What makes the DuckDuckGo achievement more noteworthy is the growth rate.

“DuckDuckGo fun fact: it took us seven years to reach 10 million private searches in one day, then another two years to hit 20 million, and now less than a year later we’re at 30 million!” it says on its Twitter account.

DuckDuckGo audience growth

Chart from DuckDuckGo website shows audience growth.

A jump from 20 million to 30 million is a growth rate of 50 percent in, as DDG claims, in less than a year. It’s an impressive growth rate in a search engine market that is largely mature in audience penetration.

Why is the growth accelerating? Maybe because of the growing hacks of personal data at Google, Facebook and other Internet giants. Maybe it’s also because DuckDuckGo proudly claims it doesn’t collect personal data.

“Our app and browser extension stop you from being tracked, so you can Internet with peace of mind,” the company says.

The site say it gets its listings from more than 400 different sources including Bing and Yahoo!

How Does DuckDuckGo Impact Websites?

Tracking analytics is the first step in watching any impact from DuckDuckGo.

Sites where I have access to analytics show it makes up about 1 percent of the total site audience. It has pulled ahead of AOL search and shows a steady growth rate in recent months.

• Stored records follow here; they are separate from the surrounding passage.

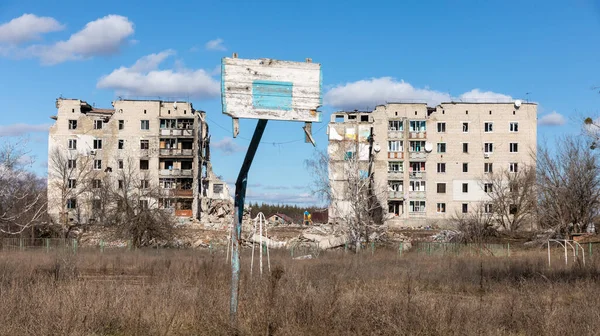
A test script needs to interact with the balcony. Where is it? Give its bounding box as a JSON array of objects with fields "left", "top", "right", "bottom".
[
  {"left": 388, "top": 130, "right": 404, "bottom": 139},
  {"left": 160, "top": 188, "right": 193, "bottom": 197},
  {"left": 408, "top": 209, "right": 427, "bottom": 218},
  {"left": 408, "top": 151, "right": 427, "bottom": 159},
  {"left": 159, "top": 169, "right": 192, "bottom": 176},
  {"left": 160, "top": 148, "right": 194, "bottom": 156},
  {"left": 388, "top": 191, "right": 404, "bottom": 200},
  {"left": 408, "top": 191, "right": 425, "bottom": 199},
  {"left": 160, "top": 128, "right": 194, "bottom": 137},
  {"left": 388, "top": 170, "right": 404, "bottom": 180},
  {"left": 408, "top": 131, "right": 427, "bottom": 139},
  {"left": 408, "top": 171, "right": 425, "bottom": 180}
]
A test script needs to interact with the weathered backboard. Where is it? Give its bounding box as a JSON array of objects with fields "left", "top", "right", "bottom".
[{"left": 221, "top": 57, "right": 323, "bottom": 122}]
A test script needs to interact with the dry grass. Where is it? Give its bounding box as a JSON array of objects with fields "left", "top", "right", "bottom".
[{"left": 0, "top": 251, "right": 600, "bottom": 335}]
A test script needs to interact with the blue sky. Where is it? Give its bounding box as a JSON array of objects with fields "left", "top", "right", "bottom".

In some cases the traffic is equal to Yahoo!, and in others it is well behind the fading Internet giant.

Assuming it keeps growing at a strong pace, the next step is search engine optimization. DDG doesn’t offer much insight about what to do except for the following:

“Ranking is a bit opaque and difficult to discern/communicate on an individual query basis because of all the various factors involved (and which change frequently).

“Nevertheless, the best way to get good rankings (in pretty much all search engines) is to get links from high quality sites.”

That tip indicates a website publisher doesn’t need to do much differently than with standard SEO for all search engines.

2 Responses to “DuckDuckGo Delivers Small But Growing Threat to Google and Bing”

  1. Steve YG Says:

    “Maybe it’s also because DuckDuckGo proudly claims it doesn’t collect personal data.”. But how do we really know? The Founder has a history of selling user data (lookup Names Database) and has never apologized for it. DDG is as opaque as Google is with what they do with user data. An open source version is or

  2. Scott S. Bateman Says:

    You make a good point that we are taking their word for it. At the same time, their claim comes with a tremendous amount of risk — to the point of destroying the company’s reputation — if they are lying about it.

    Considering how much gets leaked these days, it would take only a lone disgruntled ex-employee to spill the beans.

    I’m not disagreeing with you about the possibility. I’m just saying it’s a huge risk on their part.